Comparisons have been drawn between Gaskell and fellow social commentator Charles Dickens.
"He is much more like a sledgehammer about poverty," says Williams, "whereas Elizabeth is subtle but if you read her carefully, she makes some powerful, aggressive points about the unfairness of life, the cruelty of manufacturers, the boorishness of wealthy people."
Gaskell, who died in 1865 leaving her final novel Wives and Daughters incomplete, was a versatile writer.
Her work ranged from a biography of her friend and author Charlotte Brontë to ghost stories, and Professor Helen Rees Leahy, who advised on the restoration of the Plymouth Grove house, says: "Her output varied - some were strong, others less so."
Social butterfly
The Gaskells often entertained at their Plymouth Grove home, hosting a guest list that reads like a Who's Who of the mid-19th Century.
The famous orchestra conductor Charles Hallé gave piano lessons to Elizabeth's daughter Marianne in their drawing room.
Other visitors included the critic John Ruskin and the American author Harriet Beecher Stowe, who wrote Uncle Tom's Cabin. Elizabeth also welcomed her cousins, the Wedgwood pottery manufacturers.
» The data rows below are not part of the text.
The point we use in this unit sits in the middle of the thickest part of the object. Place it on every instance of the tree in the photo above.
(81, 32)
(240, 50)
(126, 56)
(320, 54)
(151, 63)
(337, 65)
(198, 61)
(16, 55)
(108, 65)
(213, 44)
But Jane Eyre author Charlotte Brontë, uncomfortable in large gatherings, hid behind the Gaskells' curtains when their doorbell rang.
Dickens invited Gaskell to contribute to his magazine Household Words and addressed her "Dear Scheherazade", after the storyteller in Arabian Nights.
But she struggled to fulfil deadlines.
"Dickens was a professional journalist," says Allan, while Gaskell "found it very hard to keep to time sometimes, and to length. Sometimes he corrected things and she didn't know what he had done."
Their relationship became fraught and, in a letter to a colleague, an exasperated Dickens wrote: "Oh, Mrs Gaskell, fearful - fearful! If I were Mr G., Oh Heaven how I would beat her."
Elizabeth was also distantly related to the scientist Charles Darwin and even met the poet William Wordsworth in the Lake District. A keen traveller, she visited Italy, Germany and France with her daughters.
Her husband William, who preferred trips in Britain, sometimes stayed in the Lake District with the parents of a young Beatrix Potter, before the latter went on to write Peter Rabbit.
Mrs Gaskell's works have arguably been undervalued, but Professor Leahy hopes the renovation of the author's Plymouth Grove home will boost her popularity.
"Given that Austen, Dickens, Bronte and others have their 'houses' [to remember them by], it's timely that Gaskell joins their ranks."